Similarity scores saved to data/netflix/similarity_scores.pkl
Movies DataFrame saved to data/netflix/movies.pkl


**Q10**. Encapsulate the previous code into functions, especially you will need:
- `get_sim_scores(mid)` function that returns the vector of the similarity scores `sims` between a movie `mid` and all the other movies
- `get_ranked_recos(sims)` that returns for a vector of similarity scores `sims` the list of all ranked recommendations (n_movies) (from most recommended to least recommended) - in the format list of (mid, score, name) tuple.

In [14]:
import os
import pickle

def load_similarity_scores(dst_dir):
    """Load the similarity scores matrix."""
    similarity_scores_path = os.path.join(dst_dir, 'similarity_scores.pkl')
    with open(similarity_scores_path, 'rb') as f:
        similarity_scores = pickle.load(f)
    return similarity_scores

def load_movies(dst_dir):
    """Load the movies DataFrame."""
    movies_path = os.path.join(dst_dir, 'movies.pkl')
    movies = pd.read_pickle(movies_path)
    return movies

def get_sim_scores(mid):
    """Get the vector of similarity scores between a movie and all other movies."""
    return similarity_scores[mid]

def get_ranked_recos(sims, movies):
    """
    Get the list of all ranked recommendations (from most recommended to least recommended).

    Args:
    sims (numpy.ndarray): Vector of similarity scores.
    movies (pandas.DataFrame): DataFrame containing movie information.

    Returns:
    list: List of (mid, score, name) tuples representing ranked recommendations.
    """
    sorted_indices = sims.argsort()[::-1]
    ranked_recos = []
    for idx in sorted_indices:
        try:
            name = movies.loc[idx, 'title']
            ranked_recos.append((idx, sims[idx], name))
        except KeyError:
            print(f"Movie ID {idx} does not have a title.")
    return ranked_recos

dst_dir = os.path.join('data', 'netflix')

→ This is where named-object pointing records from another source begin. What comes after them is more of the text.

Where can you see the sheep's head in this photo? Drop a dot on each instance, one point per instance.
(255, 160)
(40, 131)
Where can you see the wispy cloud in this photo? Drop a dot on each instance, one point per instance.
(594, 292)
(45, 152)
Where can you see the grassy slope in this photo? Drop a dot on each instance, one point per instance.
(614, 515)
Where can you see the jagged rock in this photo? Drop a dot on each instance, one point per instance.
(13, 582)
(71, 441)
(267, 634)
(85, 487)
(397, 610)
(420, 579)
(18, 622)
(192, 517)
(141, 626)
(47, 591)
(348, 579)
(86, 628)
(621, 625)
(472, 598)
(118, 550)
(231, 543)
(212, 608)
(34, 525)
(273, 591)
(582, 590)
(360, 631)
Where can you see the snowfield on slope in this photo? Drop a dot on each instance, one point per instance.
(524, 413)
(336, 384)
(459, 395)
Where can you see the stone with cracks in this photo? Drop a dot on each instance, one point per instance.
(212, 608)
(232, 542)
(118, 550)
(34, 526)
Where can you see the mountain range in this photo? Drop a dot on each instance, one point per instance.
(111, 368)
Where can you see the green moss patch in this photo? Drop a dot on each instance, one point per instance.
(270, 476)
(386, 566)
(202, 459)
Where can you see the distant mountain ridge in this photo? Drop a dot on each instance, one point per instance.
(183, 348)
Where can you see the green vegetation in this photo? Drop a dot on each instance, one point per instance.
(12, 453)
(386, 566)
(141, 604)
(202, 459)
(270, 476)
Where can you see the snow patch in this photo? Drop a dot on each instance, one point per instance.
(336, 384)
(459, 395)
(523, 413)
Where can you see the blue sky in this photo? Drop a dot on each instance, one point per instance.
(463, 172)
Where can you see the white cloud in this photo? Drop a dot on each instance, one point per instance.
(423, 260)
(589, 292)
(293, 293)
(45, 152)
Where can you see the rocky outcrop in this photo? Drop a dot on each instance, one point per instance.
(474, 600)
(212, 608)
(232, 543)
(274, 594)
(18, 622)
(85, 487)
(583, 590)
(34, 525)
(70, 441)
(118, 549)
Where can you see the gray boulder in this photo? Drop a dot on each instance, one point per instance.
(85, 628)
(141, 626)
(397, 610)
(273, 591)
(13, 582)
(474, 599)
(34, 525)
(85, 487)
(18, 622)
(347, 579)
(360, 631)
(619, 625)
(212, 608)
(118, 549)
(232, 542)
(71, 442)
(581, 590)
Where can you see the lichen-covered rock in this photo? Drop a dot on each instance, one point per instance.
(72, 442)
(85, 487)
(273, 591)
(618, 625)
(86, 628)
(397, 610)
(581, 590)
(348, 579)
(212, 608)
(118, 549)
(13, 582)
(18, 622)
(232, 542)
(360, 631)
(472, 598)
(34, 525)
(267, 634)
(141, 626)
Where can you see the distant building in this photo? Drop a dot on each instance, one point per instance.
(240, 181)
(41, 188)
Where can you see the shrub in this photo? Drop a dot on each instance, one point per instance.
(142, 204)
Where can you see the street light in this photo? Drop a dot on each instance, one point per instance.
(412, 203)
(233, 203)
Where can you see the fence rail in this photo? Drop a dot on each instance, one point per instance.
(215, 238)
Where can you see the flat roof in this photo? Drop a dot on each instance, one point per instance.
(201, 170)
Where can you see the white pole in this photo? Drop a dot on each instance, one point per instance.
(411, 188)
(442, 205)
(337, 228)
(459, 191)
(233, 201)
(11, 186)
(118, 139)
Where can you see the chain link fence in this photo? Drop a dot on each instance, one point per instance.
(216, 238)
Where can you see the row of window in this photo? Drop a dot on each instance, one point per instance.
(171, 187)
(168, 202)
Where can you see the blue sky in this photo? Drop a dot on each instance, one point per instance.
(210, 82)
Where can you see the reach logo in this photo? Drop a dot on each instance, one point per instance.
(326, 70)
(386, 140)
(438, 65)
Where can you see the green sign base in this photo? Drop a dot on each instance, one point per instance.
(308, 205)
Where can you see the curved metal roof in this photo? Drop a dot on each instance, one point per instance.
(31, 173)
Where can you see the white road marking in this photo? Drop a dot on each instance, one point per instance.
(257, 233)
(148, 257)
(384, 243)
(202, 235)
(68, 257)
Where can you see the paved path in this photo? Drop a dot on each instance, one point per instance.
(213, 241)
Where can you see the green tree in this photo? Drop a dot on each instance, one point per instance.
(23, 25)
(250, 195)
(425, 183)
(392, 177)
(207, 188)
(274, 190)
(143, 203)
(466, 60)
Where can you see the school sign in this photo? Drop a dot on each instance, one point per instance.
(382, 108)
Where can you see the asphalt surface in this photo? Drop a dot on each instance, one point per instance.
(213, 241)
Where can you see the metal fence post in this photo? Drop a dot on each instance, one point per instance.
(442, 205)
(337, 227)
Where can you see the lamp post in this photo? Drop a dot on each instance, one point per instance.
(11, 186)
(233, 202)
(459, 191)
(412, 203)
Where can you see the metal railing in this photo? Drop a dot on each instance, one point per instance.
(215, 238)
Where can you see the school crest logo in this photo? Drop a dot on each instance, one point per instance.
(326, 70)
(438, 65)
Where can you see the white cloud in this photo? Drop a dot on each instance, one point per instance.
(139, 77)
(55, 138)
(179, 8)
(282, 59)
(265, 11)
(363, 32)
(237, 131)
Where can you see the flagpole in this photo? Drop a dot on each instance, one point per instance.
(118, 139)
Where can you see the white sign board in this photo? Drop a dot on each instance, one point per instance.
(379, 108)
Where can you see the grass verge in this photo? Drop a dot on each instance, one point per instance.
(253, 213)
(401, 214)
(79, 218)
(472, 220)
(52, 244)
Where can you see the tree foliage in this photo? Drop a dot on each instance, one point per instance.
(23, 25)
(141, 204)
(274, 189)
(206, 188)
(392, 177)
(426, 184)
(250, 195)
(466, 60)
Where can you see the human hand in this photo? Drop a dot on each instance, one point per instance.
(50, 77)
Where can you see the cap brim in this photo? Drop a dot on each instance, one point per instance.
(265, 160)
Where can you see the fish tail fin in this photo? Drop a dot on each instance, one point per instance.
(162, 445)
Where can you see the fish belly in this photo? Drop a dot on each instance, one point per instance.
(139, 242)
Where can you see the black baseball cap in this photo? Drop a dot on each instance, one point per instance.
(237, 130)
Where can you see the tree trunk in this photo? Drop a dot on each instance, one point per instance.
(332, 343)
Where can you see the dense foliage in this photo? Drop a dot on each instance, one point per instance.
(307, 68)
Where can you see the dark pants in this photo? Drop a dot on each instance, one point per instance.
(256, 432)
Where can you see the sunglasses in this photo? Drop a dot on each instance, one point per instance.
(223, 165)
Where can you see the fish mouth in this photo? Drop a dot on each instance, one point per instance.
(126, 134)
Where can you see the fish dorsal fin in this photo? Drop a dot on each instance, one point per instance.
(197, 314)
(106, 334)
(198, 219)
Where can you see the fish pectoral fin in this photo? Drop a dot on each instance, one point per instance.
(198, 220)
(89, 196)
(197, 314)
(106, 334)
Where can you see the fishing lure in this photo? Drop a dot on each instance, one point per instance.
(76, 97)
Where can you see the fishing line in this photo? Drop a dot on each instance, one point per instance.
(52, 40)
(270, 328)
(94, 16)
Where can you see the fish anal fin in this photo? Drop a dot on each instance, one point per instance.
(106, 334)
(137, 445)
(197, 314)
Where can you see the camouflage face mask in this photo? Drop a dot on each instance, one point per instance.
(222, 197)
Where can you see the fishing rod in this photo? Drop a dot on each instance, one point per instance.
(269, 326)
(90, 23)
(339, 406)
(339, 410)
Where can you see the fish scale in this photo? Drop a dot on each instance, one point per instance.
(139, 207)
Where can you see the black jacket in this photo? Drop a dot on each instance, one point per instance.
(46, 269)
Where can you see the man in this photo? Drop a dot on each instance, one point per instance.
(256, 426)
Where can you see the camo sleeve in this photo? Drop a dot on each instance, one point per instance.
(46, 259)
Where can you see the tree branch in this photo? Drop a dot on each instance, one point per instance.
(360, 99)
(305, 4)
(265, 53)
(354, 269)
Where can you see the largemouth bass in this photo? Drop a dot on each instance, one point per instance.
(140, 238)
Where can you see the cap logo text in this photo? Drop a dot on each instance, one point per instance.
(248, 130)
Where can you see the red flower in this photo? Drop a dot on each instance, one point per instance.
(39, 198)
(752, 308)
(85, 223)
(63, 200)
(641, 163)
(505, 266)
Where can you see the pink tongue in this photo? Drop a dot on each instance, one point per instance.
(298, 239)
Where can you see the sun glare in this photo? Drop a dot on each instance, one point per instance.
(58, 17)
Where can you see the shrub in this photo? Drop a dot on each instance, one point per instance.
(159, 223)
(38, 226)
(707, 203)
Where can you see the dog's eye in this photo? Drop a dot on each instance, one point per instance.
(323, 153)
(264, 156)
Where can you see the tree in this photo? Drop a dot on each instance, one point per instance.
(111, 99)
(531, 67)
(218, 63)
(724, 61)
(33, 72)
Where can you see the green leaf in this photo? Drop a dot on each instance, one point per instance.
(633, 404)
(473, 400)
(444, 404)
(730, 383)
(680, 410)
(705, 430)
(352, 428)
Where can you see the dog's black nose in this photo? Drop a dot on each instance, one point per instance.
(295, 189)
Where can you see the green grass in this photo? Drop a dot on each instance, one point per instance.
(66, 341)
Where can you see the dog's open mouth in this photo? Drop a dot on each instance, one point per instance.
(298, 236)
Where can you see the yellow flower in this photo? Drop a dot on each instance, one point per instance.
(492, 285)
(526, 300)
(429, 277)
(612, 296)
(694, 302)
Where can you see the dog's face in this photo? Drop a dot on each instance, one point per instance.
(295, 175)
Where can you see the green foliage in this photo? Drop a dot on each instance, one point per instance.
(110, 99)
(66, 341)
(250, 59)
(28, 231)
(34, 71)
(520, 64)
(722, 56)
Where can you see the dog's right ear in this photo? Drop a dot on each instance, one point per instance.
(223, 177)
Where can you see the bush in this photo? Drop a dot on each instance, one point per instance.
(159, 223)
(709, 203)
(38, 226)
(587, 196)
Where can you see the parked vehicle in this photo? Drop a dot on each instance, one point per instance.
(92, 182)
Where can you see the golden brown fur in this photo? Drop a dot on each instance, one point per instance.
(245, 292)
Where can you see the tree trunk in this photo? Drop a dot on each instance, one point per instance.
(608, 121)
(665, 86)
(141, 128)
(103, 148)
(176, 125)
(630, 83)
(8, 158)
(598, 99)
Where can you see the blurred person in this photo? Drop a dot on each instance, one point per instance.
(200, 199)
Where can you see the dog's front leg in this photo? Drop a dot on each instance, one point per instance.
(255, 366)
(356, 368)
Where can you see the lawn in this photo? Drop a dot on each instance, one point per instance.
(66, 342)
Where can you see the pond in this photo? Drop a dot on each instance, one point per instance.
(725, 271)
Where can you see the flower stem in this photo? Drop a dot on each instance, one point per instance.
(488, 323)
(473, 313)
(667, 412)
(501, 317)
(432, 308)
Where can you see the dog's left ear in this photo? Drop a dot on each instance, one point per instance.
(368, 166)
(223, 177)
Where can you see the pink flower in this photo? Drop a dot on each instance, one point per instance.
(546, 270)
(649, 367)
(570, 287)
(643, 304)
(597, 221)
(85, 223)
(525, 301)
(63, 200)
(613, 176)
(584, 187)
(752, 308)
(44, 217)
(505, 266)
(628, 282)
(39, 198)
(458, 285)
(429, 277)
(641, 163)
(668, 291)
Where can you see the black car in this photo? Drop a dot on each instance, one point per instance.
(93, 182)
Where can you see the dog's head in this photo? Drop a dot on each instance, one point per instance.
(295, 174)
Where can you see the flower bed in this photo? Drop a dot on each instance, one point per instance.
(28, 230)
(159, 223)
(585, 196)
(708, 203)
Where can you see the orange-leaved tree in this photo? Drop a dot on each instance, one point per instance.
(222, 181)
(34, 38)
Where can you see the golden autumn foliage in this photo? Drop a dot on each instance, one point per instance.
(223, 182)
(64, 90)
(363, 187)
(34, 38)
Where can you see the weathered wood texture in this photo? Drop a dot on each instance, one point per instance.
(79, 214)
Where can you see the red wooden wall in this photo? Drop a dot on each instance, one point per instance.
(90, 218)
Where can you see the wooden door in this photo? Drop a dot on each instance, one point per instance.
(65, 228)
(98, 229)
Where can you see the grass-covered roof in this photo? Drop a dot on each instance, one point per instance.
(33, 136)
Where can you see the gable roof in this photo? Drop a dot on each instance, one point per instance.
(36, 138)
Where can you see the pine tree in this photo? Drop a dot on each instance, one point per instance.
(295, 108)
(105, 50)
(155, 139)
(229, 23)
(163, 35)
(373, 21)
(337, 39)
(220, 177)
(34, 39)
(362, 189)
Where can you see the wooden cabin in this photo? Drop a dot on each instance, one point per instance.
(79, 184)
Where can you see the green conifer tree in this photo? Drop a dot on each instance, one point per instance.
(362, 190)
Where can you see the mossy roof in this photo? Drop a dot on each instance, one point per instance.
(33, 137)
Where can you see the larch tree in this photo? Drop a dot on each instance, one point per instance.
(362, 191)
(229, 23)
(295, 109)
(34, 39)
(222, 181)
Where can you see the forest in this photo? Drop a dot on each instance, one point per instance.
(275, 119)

similarity_scores = load_similarity_scores(dst_dir)
movies = load_movies(dst_dir)

mid = 20
sims = get_sim_scores(mid)
ranked_recos = get_ranked_recos(sims, movies)
print("Ranked recommendations for movie_id", mid)
for idx, score, name in ranked_recos[:10]:
    print(f"Movie ID: {idx}, Similarity Score: {score:.4f}, Name: {name}")


Ranked recommendations for movie_id 20
Movie ID: 20, Similarity Score: 1.0000, Name: Get Shorty (1995)
Movie ID: 1027, Similarity Score: 0.9712, Name: Dracula (Bram Stoker's Dracula) (1992)
Movie ID: 162, Similarity Score: 0.9704, Name: Scarlet Letter, The (1995)
Movie ID: 15, Similarity Score: 0.9697, Name: Casino (1995)
Movie ID: 728, Similarity Score: 0.9685, Name: Giant (1956)
Movie ID: 987, Similarity Score: 0.9646, Name: This Is Spinal Tap (1984)
Movie ID: 401, Similarity Score: 0.9645, Name: Getting Even with Dad (1994)
Movie ID: 2462, Similarity Score: 0.9625, Name: Boondock Saints, The (2000)
Movie ID: 2199, Similarity Score: 0.9605, Name: Drunken Master (Jui kuen) (1978)
Movie ID: 70, Similarity Score: 0.9599, Name: Crossing Guard, The (1995)


If you have extra time, feel free now to improve your recommendation engine!